A sculptor noted for life-sized white plaster figures cast from life, frozen in a gesture or pose and often juxtaposed with colorful, real everyday environments, George Segal began his career as a painter. However, he changed to sculpture because he wanted to create objects he could touch and to take sculpture off the pedestal. Most of his figures are white and appear to be bandaged. During the 'hay-day' of Abstraction, he held to a representational style, with some in the 1960s calling him a Pop Artist.

 

He was born in the Bronx of New York where his father was a kosher butcher during the Depression. Showing aptitude in science, he attended Stuyvesant High school, known for its graduating of high achieving students. During World War II, he took time off from school to help his dad run a family chicken farm in New Jersey.

 

He studied art in New York at Cooper Union, the Pratt Institute of Design, Rutgers, and New York University in classes taught by Tony Smith and William Baziotes. In 1948, he married, had two children, and began running his own New Jersey chicken farm while teaching art classes locally.

 

He began his career as a painter of large-scale nudes in expressionist style but changed to sculpture in 1961 when one of his night-class students, married to a Johnson & Johnson chemist, brought some newly created, plaster-impregnated bandages. Segal saw their potential with sculpture, and his first pieces were made with wire, burlap, and plaster and, according to Matthew Baigell, looked like they had stepped out of one of his expressionist paintings.

 

Segal later used plaster exclusively, with family and friends serving as models. He achieved life-like figure images by wrapping his models' bodies in wet plaster limb-by-limb.
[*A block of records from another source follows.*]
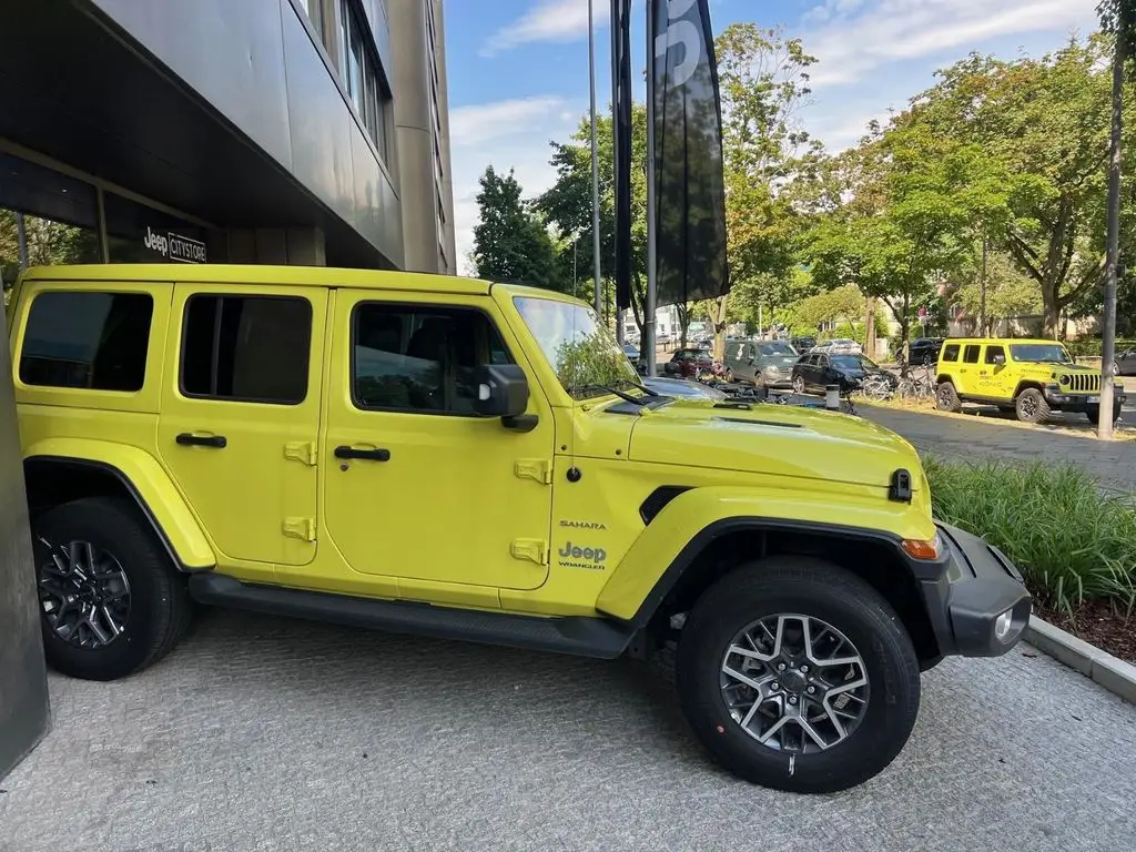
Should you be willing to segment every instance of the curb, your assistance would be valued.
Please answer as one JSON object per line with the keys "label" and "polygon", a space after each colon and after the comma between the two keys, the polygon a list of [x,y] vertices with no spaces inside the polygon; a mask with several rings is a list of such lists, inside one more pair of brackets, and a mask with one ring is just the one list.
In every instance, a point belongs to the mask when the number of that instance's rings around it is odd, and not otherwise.
{"label": "curb", "polygon": [[1136,704],[1136,666],[1079,640],[1037,616],[1029,617],[1022,640],[1114,695]]}

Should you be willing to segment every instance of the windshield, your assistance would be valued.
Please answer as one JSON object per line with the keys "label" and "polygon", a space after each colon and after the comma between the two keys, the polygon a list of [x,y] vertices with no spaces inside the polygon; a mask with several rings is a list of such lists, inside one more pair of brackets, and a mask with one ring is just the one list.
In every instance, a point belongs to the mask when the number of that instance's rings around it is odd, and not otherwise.
{"label": "windshield", "polygon": [[1056,361],[1072,364],[1072,358],[1060,343],[1014,343],[1010,354],[1016,361]]}
{"label": "windshield", "polygon": [[537,296],[516,296],[513,304],[573,399],[602,396],[602,385],[641,387],[635,368],[592,308]]}
{"label": "windshield", "polygon": [[780,343],[775,341],[772,343],[758,343],[758,354],[761,356],[795,356],[796,350],[793,349],[788,343]]}

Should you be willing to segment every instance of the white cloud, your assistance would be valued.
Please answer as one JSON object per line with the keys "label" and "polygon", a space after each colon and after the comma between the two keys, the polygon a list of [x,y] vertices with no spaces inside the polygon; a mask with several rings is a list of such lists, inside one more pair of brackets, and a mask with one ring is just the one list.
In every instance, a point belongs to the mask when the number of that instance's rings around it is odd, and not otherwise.
{"label": "white cloud", "polygon": [[[1093,0],[882,0],[850,14],[857,0],[829,0],[807,16],[805,49],[818,57],[813,84],[851,84],[891,62],[969,49],[1026,33],[1092,26]],[[819,12],[818,9],[824,10]],[[824,19],[819,26],[809,26]]]}
{"label": "white cloud", "polygon": [[[596,26],[608,23],[609,7],[607,0],[594,0]],[[494,56],[532,42],[570,42],[586,34],[587,0],[543,0],[493,33],[481,55]]]}
{"label": "white cloud", "polygon": [[554,95],[458,107],[450,112],[453,219],[458,272],[471,275],[469,253],[477,224],[477,181],[486,166],[513,169],[527,198],[549,189],[551,140],[567,140],[585,108]]}

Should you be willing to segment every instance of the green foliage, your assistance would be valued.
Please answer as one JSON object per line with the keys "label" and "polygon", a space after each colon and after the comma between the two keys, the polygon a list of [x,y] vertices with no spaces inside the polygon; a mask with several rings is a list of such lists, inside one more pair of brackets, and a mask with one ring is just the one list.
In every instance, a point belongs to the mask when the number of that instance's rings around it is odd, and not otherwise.
{"label": "green foliage", "polygon": [[548,228],[521,199],[510,170],[501,176],[490,166],[477,193],[479,222],[474,227],[474,262],[487,281],[527,284],[568,292],[571,278],[557,264]]}
{"label": "green foliage", "polygon": [[925,469],[935,516],[1002,550],[1043,603],[1069,613],[1092,600],[1136,605],[1136,512],[1084,470],[934,458]]}

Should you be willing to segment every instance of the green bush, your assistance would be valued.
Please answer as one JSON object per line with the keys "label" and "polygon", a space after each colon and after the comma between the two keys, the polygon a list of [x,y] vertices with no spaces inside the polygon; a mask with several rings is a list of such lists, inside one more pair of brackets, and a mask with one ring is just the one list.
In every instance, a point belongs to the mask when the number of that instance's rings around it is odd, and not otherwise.
{"label": "green bush", "polygon": [[999,548],[1030,592],[1072,613],[1085,601],[1136,608],[1136,511],[1084,470],[1035,462],[924,460],[935,517]]}

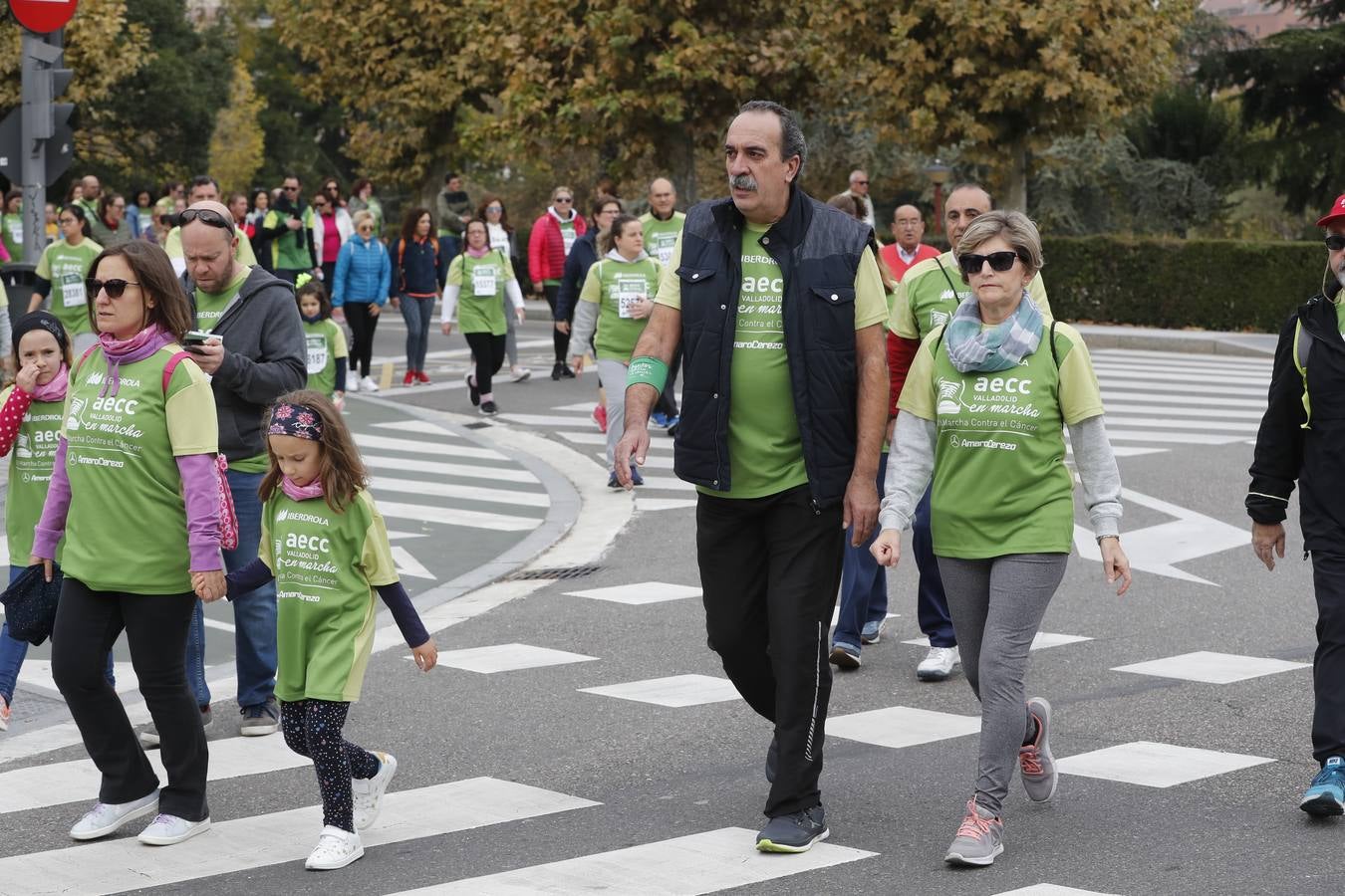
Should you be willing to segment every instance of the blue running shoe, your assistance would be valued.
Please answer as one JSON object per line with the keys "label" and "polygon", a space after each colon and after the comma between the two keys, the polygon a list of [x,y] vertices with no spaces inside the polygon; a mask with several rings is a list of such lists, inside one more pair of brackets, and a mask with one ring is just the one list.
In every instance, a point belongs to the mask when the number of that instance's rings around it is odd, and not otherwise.
{"label": "blue running shoe", "polygon": [[1345,759],[1332,756],[1326,760],[1298,807],[1317,818],[1345,814]]}

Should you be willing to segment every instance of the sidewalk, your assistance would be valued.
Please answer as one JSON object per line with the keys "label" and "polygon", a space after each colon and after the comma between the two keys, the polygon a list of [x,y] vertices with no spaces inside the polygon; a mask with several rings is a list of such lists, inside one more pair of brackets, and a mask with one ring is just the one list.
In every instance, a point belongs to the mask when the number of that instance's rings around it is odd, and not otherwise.
{"label": "sidewalk", "polygon": [[1149,352],[1190,352],[1193,355],[1275,355],[1275,333],[1225,333],[1200,329],[1157,329],[1118,324],[1075,324],[1089,349],[1128,348]]}

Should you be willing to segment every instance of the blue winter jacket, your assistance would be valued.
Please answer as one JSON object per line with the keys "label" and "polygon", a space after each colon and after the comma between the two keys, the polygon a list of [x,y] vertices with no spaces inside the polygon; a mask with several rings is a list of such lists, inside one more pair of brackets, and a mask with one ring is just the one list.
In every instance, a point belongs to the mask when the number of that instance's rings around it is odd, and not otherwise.
{"label": "blue winter jacket", "polygon": [[347,302],[367,305],[387,302],[387,287],[393,282],[393,262],[387,247],[374,238],[355,234],[336,255],[336,277],[331,285],[332,308]]}

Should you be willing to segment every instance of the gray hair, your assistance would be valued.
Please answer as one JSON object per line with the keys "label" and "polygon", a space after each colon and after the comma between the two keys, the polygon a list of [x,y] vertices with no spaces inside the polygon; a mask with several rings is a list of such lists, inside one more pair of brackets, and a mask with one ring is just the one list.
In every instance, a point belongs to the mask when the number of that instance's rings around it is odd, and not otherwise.
{"label": "gray hair", "polygon": [[1013,246],[1024,266],[1032,275],[1041,270],[1045,261],[1041,257],[1041,234],[1032,219],[1021,211],[990,211],[976,215],[958,240],[958,258],[975,253],[986,240],[1003,236]]}
{"label": "gray hair", "polygon": [[795,156],[799,157],[799,173],[794,177],[798,183],[803,176],[803,164],[808,160],[808,144],[803,140],[798,116],[769,99],[751,99],[738,107],[740,116],[748,111],[769,111],[780,120],[780,159],[788,161]]}

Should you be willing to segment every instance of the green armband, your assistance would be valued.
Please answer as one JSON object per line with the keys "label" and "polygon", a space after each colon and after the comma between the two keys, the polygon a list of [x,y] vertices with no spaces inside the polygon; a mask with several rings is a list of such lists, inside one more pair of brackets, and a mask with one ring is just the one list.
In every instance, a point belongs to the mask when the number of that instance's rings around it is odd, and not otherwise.
{"label": "green armband", "polygon": [[654,391],[662,392],[663,384],[668,382],[668,365],[656,357],[642,355],[631,359],[631,367],[625,371],[625,388],[636,383],[652,386]]}

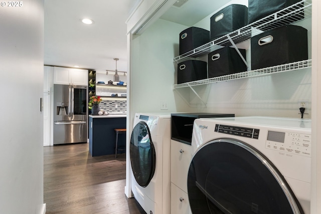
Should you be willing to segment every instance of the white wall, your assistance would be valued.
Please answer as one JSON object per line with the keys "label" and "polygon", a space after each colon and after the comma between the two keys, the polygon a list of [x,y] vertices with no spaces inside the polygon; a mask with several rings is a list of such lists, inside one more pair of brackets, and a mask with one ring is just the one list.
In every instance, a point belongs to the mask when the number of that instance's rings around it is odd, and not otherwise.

However, his work retains abstract or expressive qualities because he alters the appearance of the limbs by adding and deleting plaster. With this method, he conveys a sense that his figures are imprisoned within their exterior material, and that there is no way one could get a sense of their personalities or inner feelings. Because they are unpainted, they have a ghostly presence, and seem even more so when viewed in everyday environments such as restaurants, parks or domestic interiors.

 

His sculptures include Woman Shaving Her Leg (1963), The Dinner Table (1962), and The Gas Station (1964). He did some works based on Old Testament themes such as The Sacrifice of Isaac (1973) and also addressed public events such as the shootings at Kent State and the Holocaust.

 

In 1997, Segal made figures portraying a bread line for the FDR memorial in Washington DC. From bronze, these depictions, including one that was a self portrait, were not of his usual material but are a great part of his lasting legacy.

 

Segal exhibited regularly from 1956 but won special acclaim in the 1962 New York exhibition titled 'New Realists.' As a person, he has been described as modest and unassuming, and open to warm, open exchanges with people. Towards the end of his life, he did numerous large charcoal portraits of friends, many whom visited his home and studio in South Brunswick, New Jersey where he died on June 9, 2000 after a long illness.